New therapy helps Arizona man re-learn how to swallow following simultaneous strokes

A chef from Prescott Valley is on the mend, after suffering three strokes all at the same time.

The strangest part for Michael John Coe following the stroke, however, was that he lost the ability to swallow.

Coe is a master baker, and it is safe to say he has his hands in a lot of pots.

So many, in fact, that it nearly killed him.

"I just thought it was my schedule," said Cole. "My workload, lifestyle."

After one too many migraines, Coe went to get an MRI, where he learned about his strokes 

Losing the ability to swallow is not good, especially for a chef.

"I couldn’t drink any liquid. I couldn’t eat any food. I could barely get down the saliva my mouth was producing," said Coe.

"So, you know how to swallow. It's in your brain, so when you have a stroke in that area, it affects your ability to swallow," said Clinical Nurse Specialist Brenda Tousley.

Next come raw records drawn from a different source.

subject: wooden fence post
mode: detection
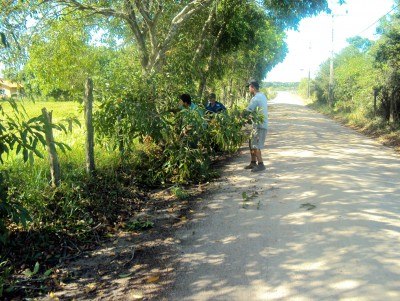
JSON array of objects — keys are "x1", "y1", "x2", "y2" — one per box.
[
  {"x1": 42, "y1": 108, "x2": 61, "y2": 187},
  {"x1": 85, "y1": 78, "x2": 95, "y2": 175}
]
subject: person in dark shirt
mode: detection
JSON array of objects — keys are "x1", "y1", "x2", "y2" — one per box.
[{"x1": 206, "y1": 93, "x2": 226, "y2": 113}]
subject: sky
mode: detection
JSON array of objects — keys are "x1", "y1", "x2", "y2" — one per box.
[
  {"x1": 265, "y1": 0, "x2": 395, "y2": 82},
  {"x1": 0, "y1": 0, "x2": 395, "y2": 82}
]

Banner University Hospital in Phoenix recently started using a new throat therapy, consisting of a special electronic catheter that stimulates the throat muscles as a way to re-train the brain. 

"What it does it kind of forces the patient to swallow," said Tousley.

After a few sessions, Coe was back in the kitchen. This time, however, he is putting life’s pressures on the back burner, and enjoying every bite, while remaining full of gratitude.

"I had taken my taste, my swallowing, my eating for granted," said Coe. "I'll never do that again."

The system was developed in Europe 10 years ago, but was approved by the FDA in 2022. Banner University Hospital in Phoenix is one of only three hospitals in the U.S. to use it.